Live Review: Mahatma Music presents: As Elephants Are/Pixel Fix/Tom Ellott @ Exeter Cavern 28/10/14

Sport Editor James Beeson heads down to Exeter’s Cavern to check out what was on offer at Mahatma Music’s second event of 2014…

Mahatma Music returned to Exeter on Tuesday night, as Tom Elliot, Pixel Fix and As Elephants are took over the Cavern club in what was an excellent display of what Exeter’s live music scene has to offer.

Kicking off Mahatma’s second event of the term was University student Tom Elliot, who wooed the, admittedly rather small, crowd with his brand of quirky guitar and soothing vocals.

Playing songs such as ‘Harbour’ and ‘Brand New’ from his debut EP ‘Out There’, as well as some new tracks, it’s clear that Elliot is an extremely talented young man. What is also clear, however, is that he is at times a little isolated on the stage, and one cannot help but feel that his talents would be better utilized fronting a band rather than performing as a solo artist.

Nevertheless, the short set is well received and an enjoyable start to the evening’s bands.

Up next on the fabled Cavern stage is Oxford based four-piece Pixel Fix. Having already played in Exeter earlier in the year as part of the (sadly now defunct) KINK Wednesday’s circuit, the band were in good spirits as they took to the stage. Their sound is a form of glitchy synth-pop with elements of R&B thrown in for good measure, and despite some technical issues, their set is a resounding success.

Constantly thanking the audience for their patience and appreciation, lead singer Marcus leads the band at a frenetic pace, yet the overall sound the band manages to produce is soothing and almost trance like, with ethereal tracks such as the captivating ‘Rosa’ intertwined with more lively numbers such as ‘Lungs’ and ‘Fall.’

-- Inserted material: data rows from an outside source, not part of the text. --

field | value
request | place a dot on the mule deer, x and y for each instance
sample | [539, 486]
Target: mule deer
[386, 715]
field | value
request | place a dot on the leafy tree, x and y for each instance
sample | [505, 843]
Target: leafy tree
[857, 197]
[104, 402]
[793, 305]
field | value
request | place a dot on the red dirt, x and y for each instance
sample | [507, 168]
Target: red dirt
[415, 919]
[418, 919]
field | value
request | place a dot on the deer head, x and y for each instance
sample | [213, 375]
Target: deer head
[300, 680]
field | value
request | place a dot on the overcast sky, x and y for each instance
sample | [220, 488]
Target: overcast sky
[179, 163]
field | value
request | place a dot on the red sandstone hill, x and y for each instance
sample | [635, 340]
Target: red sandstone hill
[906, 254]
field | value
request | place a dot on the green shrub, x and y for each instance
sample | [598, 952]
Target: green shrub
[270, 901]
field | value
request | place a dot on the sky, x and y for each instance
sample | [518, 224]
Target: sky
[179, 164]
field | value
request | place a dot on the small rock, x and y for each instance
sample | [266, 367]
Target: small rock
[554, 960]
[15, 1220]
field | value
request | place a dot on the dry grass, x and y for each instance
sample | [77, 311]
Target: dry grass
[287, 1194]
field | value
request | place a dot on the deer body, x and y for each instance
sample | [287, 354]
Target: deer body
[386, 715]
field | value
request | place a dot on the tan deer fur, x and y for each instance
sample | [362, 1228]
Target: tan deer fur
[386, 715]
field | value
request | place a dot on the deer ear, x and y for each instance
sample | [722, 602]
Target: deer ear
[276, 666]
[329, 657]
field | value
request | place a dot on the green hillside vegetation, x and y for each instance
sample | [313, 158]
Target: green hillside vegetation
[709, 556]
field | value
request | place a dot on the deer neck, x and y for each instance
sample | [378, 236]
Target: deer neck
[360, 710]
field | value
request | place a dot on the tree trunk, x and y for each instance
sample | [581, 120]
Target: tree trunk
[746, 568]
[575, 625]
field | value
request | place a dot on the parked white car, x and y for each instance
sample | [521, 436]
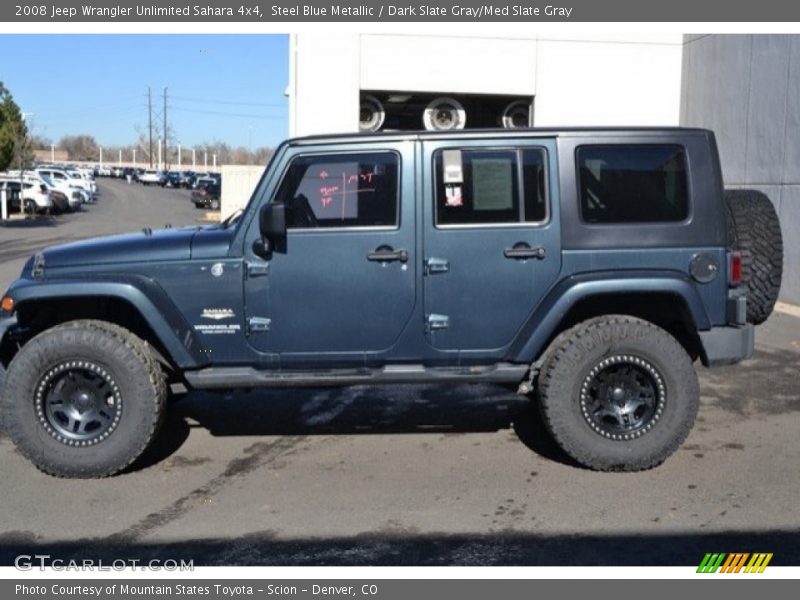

On the whole, Pixel fix remain somewhat an enigma. They are clearly a talented bunch, but I cannot help but feel their success will remain limited all the while their music remains so diverse. A more coherent direction in terms of style may be required, even if this means sacrificing some of what makes the band so intriguing in the first place.

After a brief delay, presumably to sort out some of the technical issues that plagued Pixel Fix’s set, headliners As Elephants Are take to the stage.

Formed in 2011 whilst the members were in college, As Elephants Are are a more complete and polished outfit than either of the two previous artists, and it shows. Powerful guitar rifts and subtly atmospheric vocals evoke similarities to London indie rockers The Maccabees, a band whom they were reportedly inspired by.

By this point in the evening, the venue had significantly filled up, and the band clearly responded to this, putting everything into a set packed with hits, from debut single ‘War Cry’ to the newly released but equally impressive ‘Crown.’

The band cap off their set with the fantastically catchy and upbeat ‘Hand Prints’ but the audience bay for more. ”We literally have no more songs” implores lead singer Ben, before offering (presumably as a joke) to play their last number again. To my astonishment, however, this actually happens, and the audience bizarrely goes wild.

I must confess that never in almost eight years of going to gigs, I have never ever seen a band play the same song twice, let alone twice in a row. Fair play to As Elephants Are though, giving the audience what they wanted… But maybe just do a cover song next time lads?

The band depart the stage, and are replaced by talented DJ’s playing an exciting mix of electronic and deep house late into the night.

All in all, Mahatma’s second event of the year appears to have been a success. It is both admirable and commendable to see Exeter’s students coming together to improve the live music scene in the City, and I sincerely hope it continues.

If Mahatma is to survive, however, then events such as this must be better publicized. A quite frankly pitiful number of people were in attendance for the start of Tom Elliott’s set, and the venue was probably still only at ¾ capacity for headliners As Elephants Are. This is a shame, and unless more tickets can be sold in the future, I fear Mahatma could go the same way as KINK unfortunately did earlier in the year.